Dr. Bastian's Latest Efforts Could Result in New Tests And Vaccines
A major door has been opened to researchers involved in work on Chronic Wasting disease (CWD), Mad Cow disease and Creutzfeldt-Jakob disease (CJD).
LSU AgCenter animal scientist Frank Bastian has developed a way to grow the bacteria that causes these diseases, which makes it possible to develop tests and vaccines for them.
Chronic wasting disease in deer has been in the news over the past 30 or so years and has been found to be epidemic in several western states and Canada.
CWD is a terminal disease found in elk, mule deer and white-tailed deer, moose, red deer and other animals in the cervid family and has been seen in 21 U.S. states, two provinces in Canada and is most likely to continue to spread, Bastian said.
CJD is the human form of these two diseases and is found often undiagnosed in 15 percent of the Alzheimer’s patients.
Bastian, who is a neuropathologist, has spent his career been working on these diseases since 1976, and is excited to know that his work is finally paying off in the form of a procedure that will allow him and others to grow the bacteria and therefore begin working on tests and possible vaccines.
“This is really exciting news because this allows me to work on the bacteria, while other laboratories with access to CWD-affected deer tissues can conduct research also,” he said. “We need more laboratories involved with this approach”.
For years, Bastian has been looking for ways to grow the bacteria in the lab with no success, but his recent breakthrough has microbiologists from the University of Alabama at Birmingham interested in joining in the research.
This research will be especially important for hunters because there is currently no way for a hunter to know whether his or her kill is infected with CWD. The animals for the first ten months of infection (incubation period) appear normal then abruptly develop the clinical signs of CWD and die in a few weeks.

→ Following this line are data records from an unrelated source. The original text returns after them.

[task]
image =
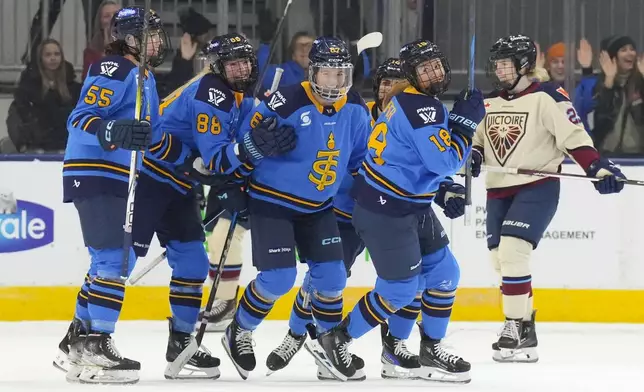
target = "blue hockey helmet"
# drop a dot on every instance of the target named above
(425, 67)
(510, 58)
(127, 30)
(390, 69)
(232, 57)
(330, 68)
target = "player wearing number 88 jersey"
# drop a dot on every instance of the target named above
(413, 147)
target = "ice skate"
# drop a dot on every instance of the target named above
(436, 364)
(238, 343)
(186, 360)
(102, 363)
(518, 342)
(397, 361)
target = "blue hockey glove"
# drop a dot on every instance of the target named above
(477, 162)
(267, 139)
(127, 134)
(610, 176)
(467, 113)
(233, 197)
(451, 198)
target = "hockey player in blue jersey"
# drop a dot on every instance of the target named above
(414, 145)
(102, 134)
(291, 197)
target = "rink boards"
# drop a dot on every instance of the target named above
(588, 267)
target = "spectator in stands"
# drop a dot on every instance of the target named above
(197, 32)
(96, 48)
(46, 95)
(619, 114)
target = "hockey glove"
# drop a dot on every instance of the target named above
(267, 139)
(611, 177)
(467, 113)
(233, 197)
(130, 135)
(451, 198)
(477, 162)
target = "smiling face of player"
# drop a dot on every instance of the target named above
(626, 58)
(430, 72)
(237, 70)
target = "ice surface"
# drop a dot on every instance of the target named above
(573, 357)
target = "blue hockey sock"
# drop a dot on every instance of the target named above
(369, 312)
(104, 302)
(437, 309)
(185, 302)
(82, 314)
(301, 314)
(326, 311)
(402, 322)
(253, 307)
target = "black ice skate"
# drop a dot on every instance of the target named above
(280, 357)
(238, 343)
(518, 342)
(102, 363)
(186, 361)
(331, 351)
(440, 365)
(221, 315)
(397, 361)
(70, 351)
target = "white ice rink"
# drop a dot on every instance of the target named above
(574, 357)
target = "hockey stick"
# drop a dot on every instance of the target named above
(136, 276)
(470, 86)
(540, 173)
(134, 156)
(271, 49)
(187, 353)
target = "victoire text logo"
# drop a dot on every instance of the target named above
(29, 226)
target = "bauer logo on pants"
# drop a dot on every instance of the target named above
(24, 225)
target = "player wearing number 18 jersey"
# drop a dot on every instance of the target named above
(412, 148)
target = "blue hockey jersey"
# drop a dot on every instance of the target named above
(108, 93)
(203, 115)
(411, 151)
(343, 202)
(331, 142)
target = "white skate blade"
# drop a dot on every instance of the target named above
(522, 355)
(391, 371)
(61, 362)
(98, 375)
(439, 375)
(243, 373)
(173, 369)
(325, 375)
(316, 350)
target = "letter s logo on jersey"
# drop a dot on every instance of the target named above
(24, 225)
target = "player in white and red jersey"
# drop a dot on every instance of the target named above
(528, 125)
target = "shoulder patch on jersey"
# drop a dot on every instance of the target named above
(287, 100)
(112, 67)
(558, 93)
(421, 110)
(213, 91)
(355, 98)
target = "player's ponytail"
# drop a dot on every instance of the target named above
(395, 90)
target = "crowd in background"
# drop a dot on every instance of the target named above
(608, 99)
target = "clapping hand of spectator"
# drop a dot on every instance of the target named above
(609, 67)
(188, 47)
(585, 54)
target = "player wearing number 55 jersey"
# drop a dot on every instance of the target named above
(291, 196)
(102, 134)
(528, 126)
(414, 145)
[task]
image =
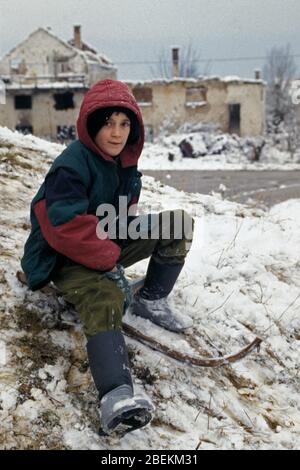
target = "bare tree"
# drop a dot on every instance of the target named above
(279, 71)
(189, 63)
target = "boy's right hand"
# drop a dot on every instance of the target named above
(117, 274)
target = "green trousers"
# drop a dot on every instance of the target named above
(97, 299)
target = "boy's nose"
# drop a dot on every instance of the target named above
(116, 130)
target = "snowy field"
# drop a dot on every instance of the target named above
(241, 280)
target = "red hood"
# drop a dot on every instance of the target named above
(103, 94)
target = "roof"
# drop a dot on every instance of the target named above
(169, 81)
(88, 53)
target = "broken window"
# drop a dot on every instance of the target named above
(23, 102)
(143, 95)
(234, 118)
(24, 129)
(196, 96)
(64, 101)
(148, 133)
(65, 133)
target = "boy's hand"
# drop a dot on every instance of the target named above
(117, 275)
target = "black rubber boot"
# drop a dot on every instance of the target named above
(151, 303)
(120, 410)
(160, 280)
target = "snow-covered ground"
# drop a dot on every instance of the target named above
(216, 151)
(241, 279)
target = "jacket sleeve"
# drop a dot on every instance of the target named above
(67, 227)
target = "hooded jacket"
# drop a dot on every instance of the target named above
(63, 212)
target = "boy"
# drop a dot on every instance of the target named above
(87, 265)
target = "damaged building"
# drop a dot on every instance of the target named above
(46, 78)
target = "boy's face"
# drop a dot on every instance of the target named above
(112, 137)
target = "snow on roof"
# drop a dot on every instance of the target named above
(169, 81)
(46, 85)
(87, 54)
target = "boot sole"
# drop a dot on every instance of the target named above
(127, 422)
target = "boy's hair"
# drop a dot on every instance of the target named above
(99, 117)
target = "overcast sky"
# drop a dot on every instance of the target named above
(137, 30)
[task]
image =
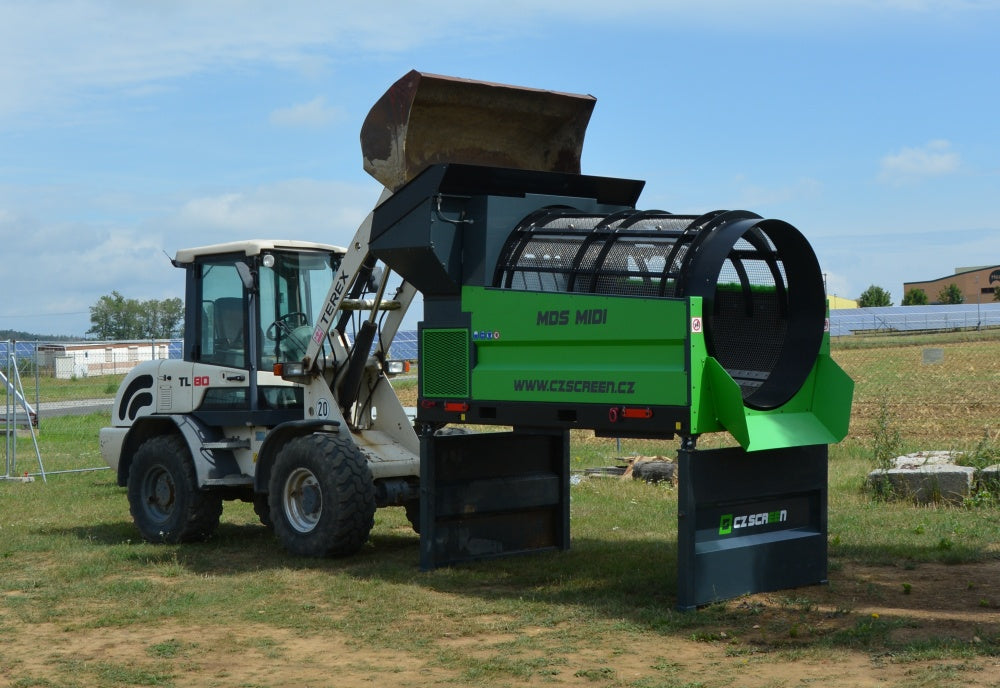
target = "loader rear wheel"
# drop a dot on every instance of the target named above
(163, 494)
(262, 507)
(322, 496)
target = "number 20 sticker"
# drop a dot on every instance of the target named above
(322, 408)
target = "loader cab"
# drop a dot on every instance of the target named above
(253, 304)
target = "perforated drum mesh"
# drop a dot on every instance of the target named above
(625, 254)
(750, 314)
(760, 283)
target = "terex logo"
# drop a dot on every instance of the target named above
(730, 522)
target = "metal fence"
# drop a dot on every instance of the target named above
(942, 390)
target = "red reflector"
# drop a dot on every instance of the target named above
(640, 413)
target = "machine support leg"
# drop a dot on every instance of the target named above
(750, 522)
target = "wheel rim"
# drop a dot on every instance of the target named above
(302, 500)
(160, 493)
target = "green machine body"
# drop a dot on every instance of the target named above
(551, 302)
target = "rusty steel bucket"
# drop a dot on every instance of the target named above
(424, 119)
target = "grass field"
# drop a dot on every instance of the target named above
(913, 597)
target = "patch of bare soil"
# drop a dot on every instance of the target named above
(832, 635)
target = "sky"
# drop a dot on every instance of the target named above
(129, 130)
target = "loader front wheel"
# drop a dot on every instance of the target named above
(322, 496)
(163, 494)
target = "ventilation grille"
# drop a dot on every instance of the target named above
(444, 363)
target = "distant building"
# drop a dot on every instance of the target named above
(978, 285)
(82, 359)
(839, 302)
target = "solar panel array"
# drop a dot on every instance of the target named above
(848, 321)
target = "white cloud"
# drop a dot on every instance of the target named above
(57, 269)
(307, 209)
(759, 196)
(56, 52)
(934, 159)
(314, 114)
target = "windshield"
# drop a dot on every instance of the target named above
(292, 290)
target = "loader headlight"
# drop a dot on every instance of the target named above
(394, 367)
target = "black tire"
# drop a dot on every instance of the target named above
(262, 508)
(163, 495)
(322, 496)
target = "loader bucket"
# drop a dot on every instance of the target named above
(425, 119)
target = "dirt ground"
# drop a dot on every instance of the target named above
(774, 639)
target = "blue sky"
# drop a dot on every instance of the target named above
(132, 129)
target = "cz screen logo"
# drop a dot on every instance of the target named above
(729, 522)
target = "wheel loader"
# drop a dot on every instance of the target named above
(550, 304)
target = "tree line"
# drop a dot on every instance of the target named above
(116, 317)
(877, 296)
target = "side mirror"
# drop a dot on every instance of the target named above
(246, 276)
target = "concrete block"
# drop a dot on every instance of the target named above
(926, 484)
(989, 478)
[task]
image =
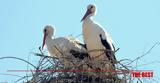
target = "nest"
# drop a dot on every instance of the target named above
(52, 70)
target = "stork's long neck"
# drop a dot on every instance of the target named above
(89, 19)
(48, 39)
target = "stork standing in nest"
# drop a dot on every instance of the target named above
(66, 49)
(98, 42)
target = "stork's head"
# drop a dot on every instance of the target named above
(91, 9)
(48, 33)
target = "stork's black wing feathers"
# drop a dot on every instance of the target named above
(109, 54)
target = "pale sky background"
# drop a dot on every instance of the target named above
(134, 26)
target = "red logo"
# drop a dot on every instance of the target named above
(139, 74)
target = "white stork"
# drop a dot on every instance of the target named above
(64, 48)
(96, 38)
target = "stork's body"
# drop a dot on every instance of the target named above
(96, 38)
(63, 47)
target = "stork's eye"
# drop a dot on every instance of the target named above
(91, 6)
(45, 30)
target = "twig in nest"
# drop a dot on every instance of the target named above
(19, 59)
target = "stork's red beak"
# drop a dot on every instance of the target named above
(44, 40)
(87, 13)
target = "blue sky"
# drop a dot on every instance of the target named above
(133, 24)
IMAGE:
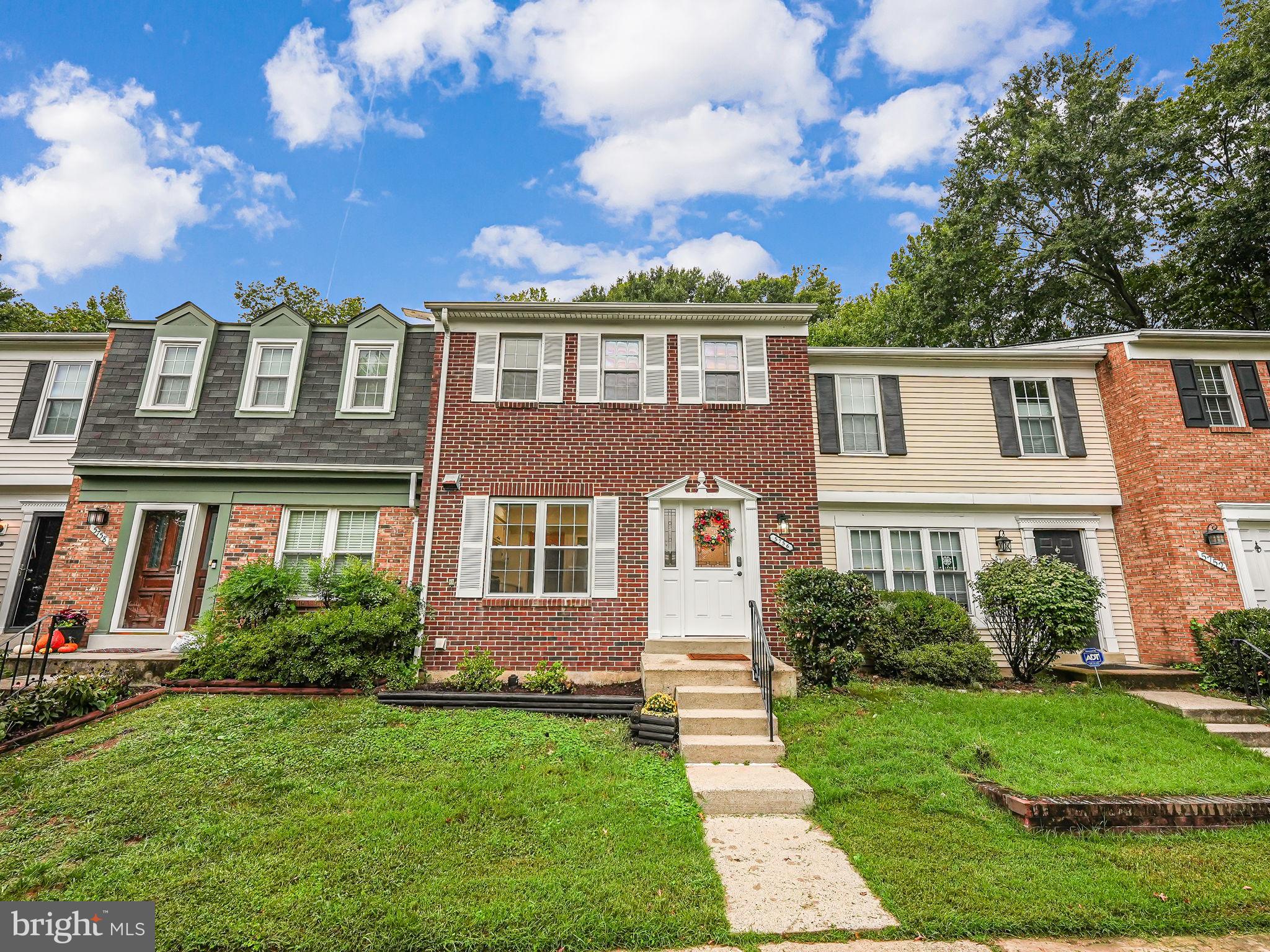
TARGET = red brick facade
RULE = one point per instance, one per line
(1171, 480)
(613, 450)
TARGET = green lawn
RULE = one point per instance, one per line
(887, 767)
(342, 824)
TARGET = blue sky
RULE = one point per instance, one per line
(174, 149)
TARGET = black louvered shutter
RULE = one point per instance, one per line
(24, 416)
(892, 415)
(827, 413)
(1188, 392)
(1003, 409)
(1070, 416)
(1254, 398)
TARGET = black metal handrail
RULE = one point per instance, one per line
(1254, 681)
(762, 666)
(13, 682)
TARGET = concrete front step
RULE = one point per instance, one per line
(1250, 735)
(739, 723)
(747, 790)
(698, 699)
(1209, 710)
(728, 749)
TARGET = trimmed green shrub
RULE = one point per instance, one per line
(959, 664)
(910, 620)
(549, 678)
(1038, 609)
(257, 592)
(477, 672)
(824, 615)
(1233, 667)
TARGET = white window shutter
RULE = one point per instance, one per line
(654, 368)
(603, 574)
(588, 368)
(470, 582)
(551, 369)
(486, 368)
(690, 368)
(756, 369)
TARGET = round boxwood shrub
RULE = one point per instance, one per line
(824, 615)
(910, 620)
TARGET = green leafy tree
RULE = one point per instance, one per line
(258, 298)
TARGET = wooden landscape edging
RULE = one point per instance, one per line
(1127, 814)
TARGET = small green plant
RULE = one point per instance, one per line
(478, 672)
(549, 678)
(660, 705)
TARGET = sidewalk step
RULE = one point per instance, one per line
(722, 697)
(747, 790)
(732, 723)
(728, 749)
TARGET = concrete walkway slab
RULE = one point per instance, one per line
(783, 874)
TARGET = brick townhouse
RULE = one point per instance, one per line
(1191, 436)
(611, 475)
(208, 444)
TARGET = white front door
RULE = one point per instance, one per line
(703, 587)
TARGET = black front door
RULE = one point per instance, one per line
(1065, 544)
(35, 570)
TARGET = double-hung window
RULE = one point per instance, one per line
(860, 414)
(518, 368)
(172, 385)
(540, 547)
(1215, 394)
(328, 534)
(64, 398)
(911, 560)
(621, 369)
(1038, 428)
(721, 362)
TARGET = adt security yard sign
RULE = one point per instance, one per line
(1095, 659)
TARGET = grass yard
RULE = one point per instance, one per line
(886, 764)
(342, 824)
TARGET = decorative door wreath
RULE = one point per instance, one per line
(711, 528)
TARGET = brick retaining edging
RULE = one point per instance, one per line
(1127, 814)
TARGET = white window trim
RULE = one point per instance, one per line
(540, 546)
(42, 407)
(837, 415)
(162, 345)
(328, 540)
(1232, 392)
(1053, 412)
(351, 376)
(253, 367)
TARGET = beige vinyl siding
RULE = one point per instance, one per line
(953, 447)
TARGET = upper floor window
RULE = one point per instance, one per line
(518, 368)
(172, 384)
(721, 361)
(63, 402)
(860, 414)
(1038, 430)
(621, 369)
(272, 375)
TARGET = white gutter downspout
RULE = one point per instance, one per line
(436, 467)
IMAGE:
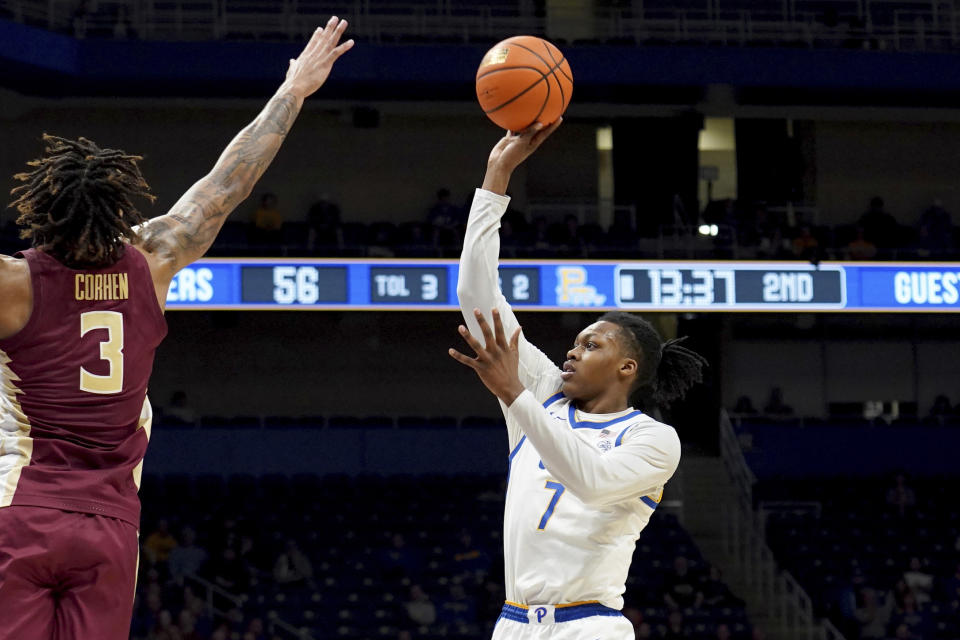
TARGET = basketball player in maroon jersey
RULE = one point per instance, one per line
(81, 314)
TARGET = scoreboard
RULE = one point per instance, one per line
(732, 286)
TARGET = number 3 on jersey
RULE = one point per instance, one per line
(111, 350)
(558, 490)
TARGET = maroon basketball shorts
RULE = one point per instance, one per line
(65, 575)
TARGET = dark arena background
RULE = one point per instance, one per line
(774, 178)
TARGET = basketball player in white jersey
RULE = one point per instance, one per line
(587, 470)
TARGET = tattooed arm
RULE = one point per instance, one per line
(185, 233)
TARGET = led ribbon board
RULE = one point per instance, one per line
(732, 286)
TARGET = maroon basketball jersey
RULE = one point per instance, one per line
(74, 414)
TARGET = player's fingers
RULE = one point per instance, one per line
(332, 33)
(515, 339)
(498, 329)
(470, 340)
(342, 49)
(314, 40)
(462, 359)
(484, 328)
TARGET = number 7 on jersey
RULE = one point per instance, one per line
(558, 490)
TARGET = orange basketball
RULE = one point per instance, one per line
(523, 80)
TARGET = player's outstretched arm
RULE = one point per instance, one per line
(478, 283)
(186, 232)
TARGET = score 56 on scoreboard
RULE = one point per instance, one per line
(733, 286)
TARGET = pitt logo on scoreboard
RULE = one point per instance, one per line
(573, 289)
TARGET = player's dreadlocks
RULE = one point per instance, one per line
(76, 203)
(665, 369)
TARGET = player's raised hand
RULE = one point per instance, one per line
(498, 361)
(310, 70)
(511, 151)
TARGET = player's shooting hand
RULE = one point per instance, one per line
(310, 70)
(511, 151)
(496, 363)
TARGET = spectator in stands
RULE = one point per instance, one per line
(179, 410)
(951, 589)
(187, 624)
(445, 218)
(399, 560)
(160, 543)
(198, 609)
(570, 240)
(676, 628)
(903, 632)
(540, 240)
(468, 557)
(381, 242)
(222, 632)
(919, 581)
(941, 410)
(228, 572)
(715, 592)
(458, 607)
(323, 225)
(880, 227)
(164, 628)
(292, 566)
(187, 558)
(267, 221)
(860, 248)
(805, 244)
(911, 615)
(419, 607)
(934, 231)
(255, 630)
(775, 406)
(901, 498)
(900, 591)
(121, 28)
(147, 614)
(681, 587)
(874, 614)
(744, 407)
(248, 555)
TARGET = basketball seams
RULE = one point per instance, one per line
(551, 66)
(518, 66)
(524, 92)
(551, 70)
(563, 94)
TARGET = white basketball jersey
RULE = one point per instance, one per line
(581, 486)
(558, 549)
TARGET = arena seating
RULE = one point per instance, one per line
(841, 535)
(349, 529)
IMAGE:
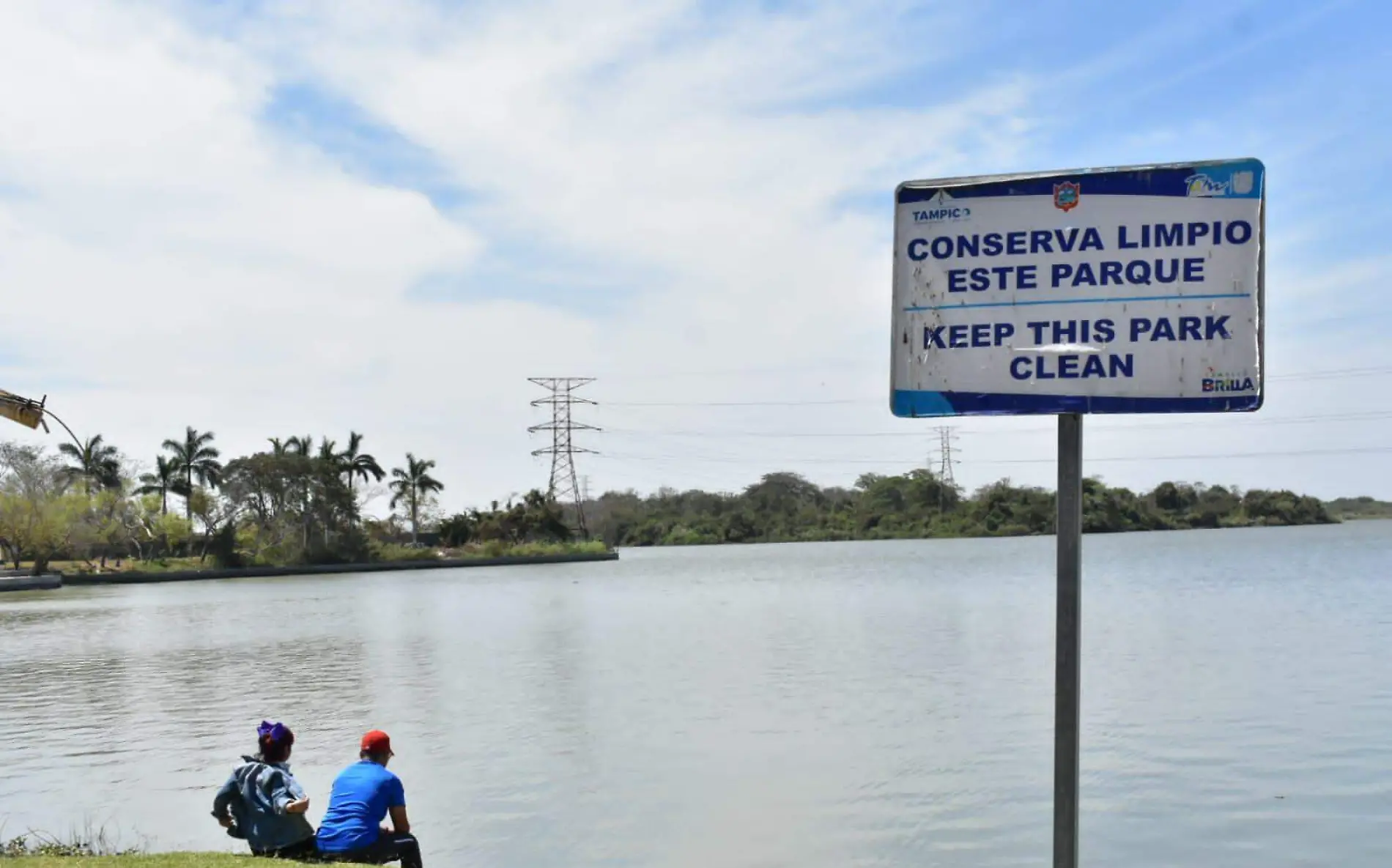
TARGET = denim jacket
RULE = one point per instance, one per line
(256, 793)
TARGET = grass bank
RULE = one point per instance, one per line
(163, 860)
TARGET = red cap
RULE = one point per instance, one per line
(376, 742)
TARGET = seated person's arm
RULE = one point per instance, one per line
(223, 800)
(397, 807)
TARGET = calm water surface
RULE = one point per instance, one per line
(812, 705)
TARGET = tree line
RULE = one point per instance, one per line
(298, 501)
(785, 507)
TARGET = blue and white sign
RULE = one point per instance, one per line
(1132, 289)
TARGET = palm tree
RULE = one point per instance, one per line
(300, 445)
(360, 465)
(163, 482)
(411, 486)
(95, 462)
(195, 458)
(327, 455)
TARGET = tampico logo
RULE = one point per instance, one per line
(1225, 382)
(937, 215)
(1067, 195)
(1203, 185)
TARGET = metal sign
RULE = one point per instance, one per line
(1133, 289)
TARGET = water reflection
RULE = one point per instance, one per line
(821, 705)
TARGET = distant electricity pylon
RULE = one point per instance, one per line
(564, 486)
(946, 464)
(946, 439)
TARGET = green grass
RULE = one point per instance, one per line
(162, 860)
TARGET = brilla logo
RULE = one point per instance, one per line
(1224, 382)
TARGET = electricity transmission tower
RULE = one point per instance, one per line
(564, 486)
(946, 462)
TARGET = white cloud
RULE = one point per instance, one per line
(198, 266)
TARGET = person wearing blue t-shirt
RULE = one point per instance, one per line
(362, 796)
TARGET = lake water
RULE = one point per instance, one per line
(819, 705)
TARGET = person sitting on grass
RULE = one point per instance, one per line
(264, 803)
(362, 796)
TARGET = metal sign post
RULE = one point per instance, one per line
(1068, 639)
(1135, 289)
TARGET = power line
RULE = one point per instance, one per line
(1008, 461)
(1101, 422)
(564, 484)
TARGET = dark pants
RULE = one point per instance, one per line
(304, 850)
(386, 849)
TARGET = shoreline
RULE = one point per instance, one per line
(319, 569)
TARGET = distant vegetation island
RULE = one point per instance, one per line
(88, 508)
(785, 507)
(300, 501)
(1352, 509)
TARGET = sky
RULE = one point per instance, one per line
(311, 218)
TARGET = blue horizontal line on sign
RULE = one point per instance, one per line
(1197, 181)
(1101, 301)
(923, 404)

“I would like to give hunters a test kit that they can carry in the woods so they can test their kill for presence of the bacteria while they are in the field,” he said. “Hunters need to know whether their kill is infected before they consume the meat.”
Most people infected with CJD are between 40 and 80 years of age and 90 percent of those infected die within a year, and most within a few weeks, Bastian said.
“We should be worried about these diseases, because there is a potential infection reservoir in CWD-infected deer populations,” he said.
Before this new discovery, the bacteria would only grow for about 10 hours, then die. So Bastian changed the medium used and that made the difference. Now he is able to grow 100 percent of the specimens.
“The problem that hunters face in eating potentially infected meat is that heat does not kill this bacteria,” he said. “85 degrees centigrade does not affect it and the bacteria survive up to boiling (100 degrees centigrade). This is significant because E.coli is dead at 80.” Temperature for roasting meat is 70 degrees centigrade (140 degrees Fahrenheit).
The ability to grow the organism makes it possible to generate data that can answer many of the questions that scientists have about these diseases.
At the present there is no cure or treatment for these diseases, but this breakthrough will allow researchers to begin the process of making discoveries for possible treatments and a cure.
“Tetracycline has been used as a treatment for the infection, but it has proven to only slow the activity of the bacteria,” Bastian said.
Bastian believes he is now realistically within a year or two of being able to produce a test that hunters can use to determine whether their kill is infected with CWD.